Game 163: The new playoff system’s forgotten victim?

There have been six tiebreaker games since the wild card system was implemented in the early '90s and there's no doubt the success of those contests led to the adoption of baseball's new 10-team postseason system. Three of the contests were decided by only a run and two went into extra innings with a postseason berth on the line. Bud Selig and Co. surely saw the unbelievable moments those Game No. 163s produced — from Matt Holliday's controversial headfirst slide in 2007 to Jim Thome's titanic home run in 2008 — and wanted to guarantee a chance to create them every season.

And so we'll have the equivalent of two Game 7s at the end of every season with the winner advancing to a date against the highest seed in the playoffs. I like the system because it enforces the importance of winning you division and because, as Newsday's Ken Davidoff wrote this morning, more servings of high-adrenaline baseball is always a good thing.

But what becomes of those Game 163s? Will the new system strip them of the great theater that led us to this point of postseason expansion? Will they retain the sense of importance they possessed before?

Or are they the unnoticed victims as Selig strives to keep more markets in contention?I believe it's that last one. As I've written on the Stew before, part of the night's magic was derived from the fact that it was a wonderful bit of serendipity. Everything had to go right for the two teams to finish their first 162 games with the same record and now everything was being laid on the line in the most proper way to settle such a matter.

We'll now get two of those games every year, but the formula will hardly be the same. Under this new system, it'll be possible to have one team facing off against another that finished four or five games behind them in the standings. They'll be equals in the fact that they're both jockeying for the one spot on the life raft, but maybe not in ability.

What's more, there will always be a chance that this play-in game is contested after a do-or-die Game 163. If you go back to 1995, you'll find that five races for the fifth-best record would have ended in a tie. It's also possible that a sixth might have occurred had the 1996 Seattle Mariners played all 162 games instead of neglecting to make up a rainout and finish on 161. The Mariners would have ended the season tied with the Red Sox and White Sox had they lost their final game to finish with an identical 85-77 record. (Seattle would have at least been involved in two other fifth-place tiebreakers, a situation that could have caused nightmares for schedule makers considering the city's relative distance from the rest of the league.)

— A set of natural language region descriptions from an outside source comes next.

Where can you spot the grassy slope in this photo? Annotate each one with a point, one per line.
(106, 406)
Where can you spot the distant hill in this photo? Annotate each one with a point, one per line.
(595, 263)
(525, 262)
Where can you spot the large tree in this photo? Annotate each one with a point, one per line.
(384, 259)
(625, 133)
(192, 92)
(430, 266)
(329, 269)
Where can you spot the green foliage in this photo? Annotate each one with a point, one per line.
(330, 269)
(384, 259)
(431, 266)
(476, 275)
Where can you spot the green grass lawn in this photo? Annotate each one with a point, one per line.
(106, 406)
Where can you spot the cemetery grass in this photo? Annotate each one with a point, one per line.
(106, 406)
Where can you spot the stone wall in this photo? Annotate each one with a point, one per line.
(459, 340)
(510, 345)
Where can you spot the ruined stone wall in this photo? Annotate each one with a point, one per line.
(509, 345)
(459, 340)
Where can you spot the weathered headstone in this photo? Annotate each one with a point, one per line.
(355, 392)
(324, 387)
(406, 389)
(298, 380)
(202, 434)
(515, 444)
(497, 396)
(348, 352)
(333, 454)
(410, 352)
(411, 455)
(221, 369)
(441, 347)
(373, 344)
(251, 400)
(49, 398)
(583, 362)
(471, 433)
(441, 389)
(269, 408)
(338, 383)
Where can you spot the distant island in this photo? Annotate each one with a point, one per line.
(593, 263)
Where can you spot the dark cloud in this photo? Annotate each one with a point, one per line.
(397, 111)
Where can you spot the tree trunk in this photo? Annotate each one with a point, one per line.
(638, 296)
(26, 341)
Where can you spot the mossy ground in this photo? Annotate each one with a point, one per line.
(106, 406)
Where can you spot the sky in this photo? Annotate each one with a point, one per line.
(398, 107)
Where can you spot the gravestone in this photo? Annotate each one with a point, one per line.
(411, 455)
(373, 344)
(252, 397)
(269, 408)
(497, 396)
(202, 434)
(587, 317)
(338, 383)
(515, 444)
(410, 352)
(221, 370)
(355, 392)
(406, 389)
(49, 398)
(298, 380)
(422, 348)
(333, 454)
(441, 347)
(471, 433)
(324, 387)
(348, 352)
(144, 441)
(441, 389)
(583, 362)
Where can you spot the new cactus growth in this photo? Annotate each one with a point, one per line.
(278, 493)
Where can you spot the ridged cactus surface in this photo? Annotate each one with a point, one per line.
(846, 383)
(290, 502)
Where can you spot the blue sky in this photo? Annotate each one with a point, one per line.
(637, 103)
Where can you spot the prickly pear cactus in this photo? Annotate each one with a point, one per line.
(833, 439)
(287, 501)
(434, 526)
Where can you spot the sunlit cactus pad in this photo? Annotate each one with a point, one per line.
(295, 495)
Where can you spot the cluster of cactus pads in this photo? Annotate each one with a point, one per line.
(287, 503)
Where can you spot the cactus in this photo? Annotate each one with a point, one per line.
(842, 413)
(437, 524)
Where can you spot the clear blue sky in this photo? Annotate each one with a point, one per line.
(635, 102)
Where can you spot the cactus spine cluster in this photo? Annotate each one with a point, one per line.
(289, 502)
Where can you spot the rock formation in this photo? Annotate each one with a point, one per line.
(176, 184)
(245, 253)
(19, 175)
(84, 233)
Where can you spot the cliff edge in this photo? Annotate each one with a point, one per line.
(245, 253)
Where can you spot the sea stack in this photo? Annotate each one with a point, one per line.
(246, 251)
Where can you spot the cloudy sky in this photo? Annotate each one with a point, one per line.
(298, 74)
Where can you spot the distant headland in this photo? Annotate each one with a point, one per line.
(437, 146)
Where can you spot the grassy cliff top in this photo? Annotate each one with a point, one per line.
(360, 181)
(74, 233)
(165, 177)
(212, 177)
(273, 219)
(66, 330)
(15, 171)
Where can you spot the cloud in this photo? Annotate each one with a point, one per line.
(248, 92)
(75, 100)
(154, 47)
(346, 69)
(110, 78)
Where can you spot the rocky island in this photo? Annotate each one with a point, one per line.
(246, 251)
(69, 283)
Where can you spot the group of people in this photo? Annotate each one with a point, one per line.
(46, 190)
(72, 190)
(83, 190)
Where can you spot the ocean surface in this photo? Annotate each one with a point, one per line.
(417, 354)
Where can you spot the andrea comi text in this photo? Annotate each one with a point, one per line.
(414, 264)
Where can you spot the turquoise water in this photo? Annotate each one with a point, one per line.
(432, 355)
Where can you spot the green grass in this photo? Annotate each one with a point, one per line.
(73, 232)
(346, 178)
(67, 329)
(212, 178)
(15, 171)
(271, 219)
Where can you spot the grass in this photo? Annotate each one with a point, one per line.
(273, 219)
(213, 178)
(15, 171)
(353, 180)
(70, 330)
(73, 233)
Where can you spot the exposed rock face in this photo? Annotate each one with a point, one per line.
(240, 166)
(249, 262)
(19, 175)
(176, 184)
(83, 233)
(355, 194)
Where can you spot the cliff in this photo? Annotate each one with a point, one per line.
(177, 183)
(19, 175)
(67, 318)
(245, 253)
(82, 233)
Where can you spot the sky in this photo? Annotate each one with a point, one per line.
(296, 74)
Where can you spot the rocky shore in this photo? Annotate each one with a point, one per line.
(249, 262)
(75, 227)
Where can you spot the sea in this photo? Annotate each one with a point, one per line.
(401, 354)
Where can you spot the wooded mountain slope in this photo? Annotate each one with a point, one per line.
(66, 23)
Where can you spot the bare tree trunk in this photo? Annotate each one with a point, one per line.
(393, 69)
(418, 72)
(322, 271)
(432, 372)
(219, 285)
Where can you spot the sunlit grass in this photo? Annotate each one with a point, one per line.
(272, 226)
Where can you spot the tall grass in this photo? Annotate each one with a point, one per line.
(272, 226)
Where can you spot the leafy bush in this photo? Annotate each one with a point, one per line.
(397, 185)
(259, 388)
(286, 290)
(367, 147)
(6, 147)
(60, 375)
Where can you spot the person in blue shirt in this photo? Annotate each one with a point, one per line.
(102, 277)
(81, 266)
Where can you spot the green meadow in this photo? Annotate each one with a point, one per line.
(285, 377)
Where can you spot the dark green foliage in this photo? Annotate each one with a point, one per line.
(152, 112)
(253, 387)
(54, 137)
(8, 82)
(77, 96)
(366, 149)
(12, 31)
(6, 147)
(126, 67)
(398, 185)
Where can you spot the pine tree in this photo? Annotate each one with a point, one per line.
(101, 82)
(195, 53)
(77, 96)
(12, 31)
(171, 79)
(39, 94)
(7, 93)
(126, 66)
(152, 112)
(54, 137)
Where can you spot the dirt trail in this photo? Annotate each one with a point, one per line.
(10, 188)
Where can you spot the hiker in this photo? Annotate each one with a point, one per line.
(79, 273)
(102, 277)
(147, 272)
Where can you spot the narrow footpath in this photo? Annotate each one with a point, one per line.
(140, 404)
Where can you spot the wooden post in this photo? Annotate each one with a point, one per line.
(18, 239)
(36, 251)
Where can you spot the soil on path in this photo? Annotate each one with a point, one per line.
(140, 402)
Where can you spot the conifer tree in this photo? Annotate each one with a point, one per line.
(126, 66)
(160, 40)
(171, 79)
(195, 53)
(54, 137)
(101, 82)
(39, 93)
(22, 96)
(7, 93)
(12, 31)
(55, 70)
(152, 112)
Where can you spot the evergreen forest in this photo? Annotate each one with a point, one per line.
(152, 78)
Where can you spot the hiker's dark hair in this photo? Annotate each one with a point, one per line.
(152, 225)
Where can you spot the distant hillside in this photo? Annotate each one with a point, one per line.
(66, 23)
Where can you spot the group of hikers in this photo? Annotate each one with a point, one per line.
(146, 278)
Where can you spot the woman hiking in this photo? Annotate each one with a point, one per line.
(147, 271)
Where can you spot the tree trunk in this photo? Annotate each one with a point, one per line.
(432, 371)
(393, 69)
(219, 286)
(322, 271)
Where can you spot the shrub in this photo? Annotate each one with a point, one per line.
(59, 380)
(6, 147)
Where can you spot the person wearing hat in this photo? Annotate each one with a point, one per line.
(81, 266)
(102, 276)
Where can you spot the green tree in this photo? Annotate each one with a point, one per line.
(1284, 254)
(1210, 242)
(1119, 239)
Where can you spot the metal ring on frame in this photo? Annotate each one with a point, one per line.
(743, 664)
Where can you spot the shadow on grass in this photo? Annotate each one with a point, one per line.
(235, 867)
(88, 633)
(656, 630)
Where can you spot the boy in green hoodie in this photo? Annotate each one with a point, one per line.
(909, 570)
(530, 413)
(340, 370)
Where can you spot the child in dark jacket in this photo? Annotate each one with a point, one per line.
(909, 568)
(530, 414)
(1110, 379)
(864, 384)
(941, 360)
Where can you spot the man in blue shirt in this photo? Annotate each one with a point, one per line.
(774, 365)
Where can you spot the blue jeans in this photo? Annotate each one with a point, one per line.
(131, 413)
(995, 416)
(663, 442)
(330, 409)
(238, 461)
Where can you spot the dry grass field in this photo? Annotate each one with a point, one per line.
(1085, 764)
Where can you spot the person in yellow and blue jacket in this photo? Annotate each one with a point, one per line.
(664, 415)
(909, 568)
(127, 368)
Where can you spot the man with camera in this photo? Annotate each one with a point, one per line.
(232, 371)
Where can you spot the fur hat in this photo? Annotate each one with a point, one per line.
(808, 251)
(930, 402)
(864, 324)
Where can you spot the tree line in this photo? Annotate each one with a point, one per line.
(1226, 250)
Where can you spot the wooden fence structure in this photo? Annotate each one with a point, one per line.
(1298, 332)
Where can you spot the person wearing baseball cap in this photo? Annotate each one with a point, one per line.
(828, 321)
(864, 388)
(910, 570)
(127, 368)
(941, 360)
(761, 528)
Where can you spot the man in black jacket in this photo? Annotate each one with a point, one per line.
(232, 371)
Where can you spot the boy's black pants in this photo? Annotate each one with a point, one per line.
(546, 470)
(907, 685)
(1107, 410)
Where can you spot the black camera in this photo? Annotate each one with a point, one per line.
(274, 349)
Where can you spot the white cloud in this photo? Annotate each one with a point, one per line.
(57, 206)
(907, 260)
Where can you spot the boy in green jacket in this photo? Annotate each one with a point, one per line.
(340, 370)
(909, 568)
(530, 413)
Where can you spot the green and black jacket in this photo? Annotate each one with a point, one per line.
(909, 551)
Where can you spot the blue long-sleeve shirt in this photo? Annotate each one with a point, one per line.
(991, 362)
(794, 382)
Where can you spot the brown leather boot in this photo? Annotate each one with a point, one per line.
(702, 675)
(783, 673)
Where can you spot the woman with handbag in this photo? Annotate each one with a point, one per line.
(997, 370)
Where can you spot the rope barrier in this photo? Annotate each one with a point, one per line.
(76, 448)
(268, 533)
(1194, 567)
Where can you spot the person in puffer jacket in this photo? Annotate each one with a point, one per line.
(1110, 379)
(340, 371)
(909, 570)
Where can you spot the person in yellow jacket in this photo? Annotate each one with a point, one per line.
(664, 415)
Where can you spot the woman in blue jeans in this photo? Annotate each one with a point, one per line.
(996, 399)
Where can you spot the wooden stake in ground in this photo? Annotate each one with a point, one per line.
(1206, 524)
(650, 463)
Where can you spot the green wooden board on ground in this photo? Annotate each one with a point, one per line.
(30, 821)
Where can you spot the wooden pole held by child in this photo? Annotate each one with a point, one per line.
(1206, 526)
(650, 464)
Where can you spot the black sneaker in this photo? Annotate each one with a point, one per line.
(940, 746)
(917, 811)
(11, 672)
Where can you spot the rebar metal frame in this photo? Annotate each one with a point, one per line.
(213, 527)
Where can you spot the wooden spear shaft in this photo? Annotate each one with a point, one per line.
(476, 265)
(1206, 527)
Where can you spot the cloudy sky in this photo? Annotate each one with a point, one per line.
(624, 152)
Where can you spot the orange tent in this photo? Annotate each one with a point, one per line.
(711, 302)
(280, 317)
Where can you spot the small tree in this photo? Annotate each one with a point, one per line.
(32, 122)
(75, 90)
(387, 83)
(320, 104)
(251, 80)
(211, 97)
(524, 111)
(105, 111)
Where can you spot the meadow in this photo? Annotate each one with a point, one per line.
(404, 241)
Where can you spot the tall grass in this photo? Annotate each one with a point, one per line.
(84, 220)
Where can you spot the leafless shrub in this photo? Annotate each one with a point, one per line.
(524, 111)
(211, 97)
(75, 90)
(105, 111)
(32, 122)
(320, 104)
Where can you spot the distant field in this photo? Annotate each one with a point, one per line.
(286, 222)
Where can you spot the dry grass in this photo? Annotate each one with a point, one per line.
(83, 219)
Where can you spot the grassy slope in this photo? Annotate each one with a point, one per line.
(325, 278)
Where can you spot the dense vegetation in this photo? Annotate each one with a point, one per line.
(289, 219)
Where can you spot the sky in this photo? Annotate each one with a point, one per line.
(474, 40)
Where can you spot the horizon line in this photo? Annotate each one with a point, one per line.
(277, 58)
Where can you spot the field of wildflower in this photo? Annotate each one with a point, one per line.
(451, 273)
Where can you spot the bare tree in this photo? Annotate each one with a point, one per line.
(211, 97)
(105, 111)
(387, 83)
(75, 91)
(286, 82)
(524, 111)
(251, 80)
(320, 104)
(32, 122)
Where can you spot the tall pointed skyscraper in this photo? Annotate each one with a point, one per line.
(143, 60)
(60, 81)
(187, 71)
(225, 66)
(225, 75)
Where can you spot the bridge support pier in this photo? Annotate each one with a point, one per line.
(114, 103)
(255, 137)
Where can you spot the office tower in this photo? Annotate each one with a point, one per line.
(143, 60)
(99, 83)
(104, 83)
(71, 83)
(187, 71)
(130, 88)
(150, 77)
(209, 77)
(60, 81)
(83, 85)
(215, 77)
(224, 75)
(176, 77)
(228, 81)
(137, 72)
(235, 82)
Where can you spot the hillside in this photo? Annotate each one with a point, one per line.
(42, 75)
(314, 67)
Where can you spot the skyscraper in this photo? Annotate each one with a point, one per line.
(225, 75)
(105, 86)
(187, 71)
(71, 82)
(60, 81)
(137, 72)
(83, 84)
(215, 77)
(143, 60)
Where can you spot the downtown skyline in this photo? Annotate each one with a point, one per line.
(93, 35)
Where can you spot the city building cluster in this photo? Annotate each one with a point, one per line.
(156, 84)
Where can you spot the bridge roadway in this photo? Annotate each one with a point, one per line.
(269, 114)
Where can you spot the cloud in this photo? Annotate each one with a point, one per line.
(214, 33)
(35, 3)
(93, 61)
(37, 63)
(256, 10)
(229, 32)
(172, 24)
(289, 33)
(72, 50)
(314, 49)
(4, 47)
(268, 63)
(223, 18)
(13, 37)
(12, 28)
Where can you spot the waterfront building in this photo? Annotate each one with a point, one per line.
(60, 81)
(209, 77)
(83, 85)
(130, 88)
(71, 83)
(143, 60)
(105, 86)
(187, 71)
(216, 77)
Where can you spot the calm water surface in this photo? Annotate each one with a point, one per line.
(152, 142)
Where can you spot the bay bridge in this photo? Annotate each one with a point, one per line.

Six fifth-place tiebreakers equals the amount of division and wild card tiebreakers we've had since 1995, but I think it's safe to say those fifth-place contests would've been lost among the other 34 regularly scheduled tiebreakers. Can someone without a horse in the race really get that excited over a Game 163 elimination game knowing that one of the two teams will be in the same position a day or two later?  I'd say that the answer is no.

In the end, though, I think it's a price worth paying. Feeling like we rolled all our numbers right to land on a Game 163 was a great sensation, but two guaranteed everything-on-the-line games each season — plus the excitement of more teams being involved in a postseason chase — will make up for it.

And it's not like Game 163s will cease to exist, they just won't be in a position to produce as much great baseball lore as these added contests will be.

The new system has reduced them to just a nice opening act.

* * *

The list of tiebreakers that would have been necessary for the second wild card since 1995:

• Houston-St. Louis (2008)
• Detroit-Seattle (2007)
• New York-Florida (2005)
• Boston-Seattle (2002)
• Los Angeles-New York (NL) (1997)
• Seattle-Chicago-Boston (1996)*

*Seattle played only 161 games in 1996. A three-way tiebreaker would have been necessary had they played and lost Game 162.